Ascochyta blight of chickpea is highly prevalent statewide in chickpea. We have also found Botrytis and significant root rot issues. For photos of symptoms and management, see the publication ‘Diseases of Cool Season Legumes.’ Fungicide options can be found on the NCIPC-PCWG ‘Fungicides registered for Pea, Lentil, and Chickpea Foliar Treatment and Disease Control.’ Important information on Fungicide Resistance and some organically approved options (check US and Montana labels!) can be found in ‘Fungicide Insensitivity in Pulse Crops’ published by the Saskatchewan Pulse Growers.

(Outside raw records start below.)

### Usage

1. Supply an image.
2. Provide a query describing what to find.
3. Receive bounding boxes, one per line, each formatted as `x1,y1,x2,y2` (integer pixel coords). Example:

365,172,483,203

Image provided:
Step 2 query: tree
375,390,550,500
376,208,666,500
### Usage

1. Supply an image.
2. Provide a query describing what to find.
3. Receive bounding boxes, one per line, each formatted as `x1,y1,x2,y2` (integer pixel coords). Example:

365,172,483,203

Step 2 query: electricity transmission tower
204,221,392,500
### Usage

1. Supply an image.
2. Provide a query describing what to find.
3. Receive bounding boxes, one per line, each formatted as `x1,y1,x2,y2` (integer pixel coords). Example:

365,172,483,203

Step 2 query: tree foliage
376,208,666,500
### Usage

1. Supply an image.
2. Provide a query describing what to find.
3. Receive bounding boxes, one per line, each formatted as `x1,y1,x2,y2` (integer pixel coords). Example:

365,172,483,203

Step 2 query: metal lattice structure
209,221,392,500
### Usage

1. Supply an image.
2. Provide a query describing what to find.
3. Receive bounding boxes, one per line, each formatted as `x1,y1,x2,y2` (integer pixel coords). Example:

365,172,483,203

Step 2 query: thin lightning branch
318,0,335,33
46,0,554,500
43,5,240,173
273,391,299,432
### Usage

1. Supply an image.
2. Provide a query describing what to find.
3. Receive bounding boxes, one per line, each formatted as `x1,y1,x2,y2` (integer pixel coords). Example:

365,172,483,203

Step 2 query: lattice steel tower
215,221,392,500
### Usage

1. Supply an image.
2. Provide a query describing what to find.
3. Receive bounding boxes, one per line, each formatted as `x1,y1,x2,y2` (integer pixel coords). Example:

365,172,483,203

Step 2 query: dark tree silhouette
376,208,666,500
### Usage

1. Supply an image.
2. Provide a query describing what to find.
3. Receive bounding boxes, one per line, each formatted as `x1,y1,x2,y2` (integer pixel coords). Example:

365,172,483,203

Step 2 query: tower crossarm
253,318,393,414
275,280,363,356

Other pulses including peas and lentil are also at high risk of disease due to high moisture. If you see areas of the field dying, check for root rot. If you see patches in lentil, look for white mold, anthracnose, and stemphyllium blight. Peas that have been hailed often have symptoms of bacterial blight, which is easily confused with Ascochyta – get a proper diagnosis before fungicide application. Lentil and pea are less susceptible to ascochyta blight than chickpea, but a fungicide application may be needed depending on the condition of the crop and economic benefit of an application. Fungicides are not effective on bacterial diseases and are not recommended in the absence of disease. White mold risk is also high for chickpea, pea, sunflower, canola and other mustards. Flowering cereals are at high risk for scab in areas where scab is highly prevalent and relative humidity is high.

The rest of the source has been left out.